The Strypes - Snapshot

Retro-rock of the kind that once thought Jet were a good idea.

Children dressed in suits are not cute. They’ don’t look ‘grown up’, they look creepy. Unless they’re off to a funeral or alternatively a court appearance, for pre-teens to look like the Blues Brothers gone Benjamin Button is, well, odd. And although The Strypes might well have seen through at least some of what puberty bestows, standing there in their strangely immaculate suits, bowl haircuts and whiskerless pout, they’re more like a strange seaside waxwork than a band.

Even weirder, maybe, is the idea that their retro-rock of the kind that sounds like it thinks Jet was a Really Good Idea, is supposed to be the antithesis of boyband worship. A queue of old rockers – Elton John, Noel Gallagher and Paul Weller included – have lined up to proclaim them ‘the future’. “A breath of fresh air”, John said, as if under-40s with both guitar and amplifier has become an alien concept to the middle-aged.

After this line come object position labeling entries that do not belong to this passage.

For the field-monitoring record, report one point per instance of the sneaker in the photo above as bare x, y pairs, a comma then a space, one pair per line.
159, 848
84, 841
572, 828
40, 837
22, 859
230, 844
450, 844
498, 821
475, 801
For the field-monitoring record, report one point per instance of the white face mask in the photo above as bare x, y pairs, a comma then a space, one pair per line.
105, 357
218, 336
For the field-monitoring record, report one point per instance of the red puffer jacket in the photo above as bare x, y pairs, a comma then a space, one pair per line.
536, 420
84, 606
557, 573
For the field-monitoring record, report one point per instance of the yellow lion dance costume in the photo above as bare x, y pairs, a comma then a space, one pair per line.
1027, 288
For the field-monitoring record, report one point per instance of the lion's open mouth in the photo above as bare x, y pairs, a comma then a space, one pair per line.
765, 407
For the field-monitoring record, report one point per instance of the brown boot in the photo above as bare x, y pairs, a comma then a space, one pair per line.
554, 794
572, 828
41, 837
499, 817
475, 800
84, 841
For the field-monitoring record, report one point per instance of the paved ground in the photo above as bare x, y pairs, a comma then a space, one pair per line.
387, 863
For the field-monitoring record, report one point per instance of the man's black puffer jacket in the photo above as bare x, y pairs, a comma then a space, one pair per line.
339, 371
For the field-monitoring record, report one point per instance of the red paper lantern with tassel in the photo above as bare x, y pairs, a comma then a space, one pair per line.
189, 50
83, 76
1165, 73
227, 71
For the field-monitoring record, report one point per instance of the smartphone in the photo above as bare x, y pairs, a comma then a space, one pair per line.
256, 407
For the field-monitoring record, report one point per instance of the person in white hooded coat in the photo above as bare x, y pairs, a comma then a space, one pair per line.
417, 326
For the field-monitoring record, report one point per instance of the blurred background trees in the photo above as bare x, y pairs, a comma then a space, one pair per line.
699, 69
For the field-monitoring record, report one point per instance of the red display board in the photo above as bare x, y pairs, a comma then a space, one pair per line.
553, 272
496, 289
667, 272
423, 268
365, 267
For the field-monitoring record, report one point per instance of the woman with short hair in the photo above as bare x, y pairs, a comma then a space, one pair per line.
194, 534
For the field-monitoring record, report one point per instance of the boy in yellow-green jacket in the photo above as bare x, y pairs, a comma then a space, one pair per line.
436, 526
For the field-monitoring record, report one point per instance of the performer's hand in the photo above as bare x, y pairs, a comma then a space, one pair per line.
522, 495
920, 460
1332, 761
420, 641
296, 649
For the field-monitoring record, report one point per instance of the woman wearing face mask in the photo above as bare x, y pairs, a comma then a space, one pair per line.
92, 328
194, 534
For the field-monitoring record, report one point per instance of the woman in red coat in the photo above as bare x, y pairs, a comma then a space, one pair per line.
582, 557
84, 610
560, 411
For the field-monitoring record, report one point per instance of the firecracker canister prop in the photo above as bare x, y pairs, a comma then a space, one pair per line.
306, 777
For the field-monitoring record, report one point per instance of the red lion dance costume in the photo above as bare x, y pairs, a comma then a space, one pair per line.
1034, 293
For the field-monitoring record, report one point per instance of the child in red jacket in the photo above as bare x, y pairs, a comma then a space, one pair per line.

The irony, of course, is that ‘Snapshot’ is more derivative than what is is supposed to be an alternative to. ‘Mystery Man’ opens the album with a sound that’s more polished than most of McFly’s early stuff, ‘Blue Collar Jane’ sounds in places like the theme to Only Fools and Horses, and ‘What The People Don’t See’ is pure #ladsinsuits. And when taking on a cover – Bo Diddley’s ‘You Can’t Judge A Book By The Cover’ a case in point – it’s more ‘passable wedding band’ than ‘new generation blues’.

And those suits, it must be said, are worn far better by their reality TV counterparts. Now, where’s that One Direction CD?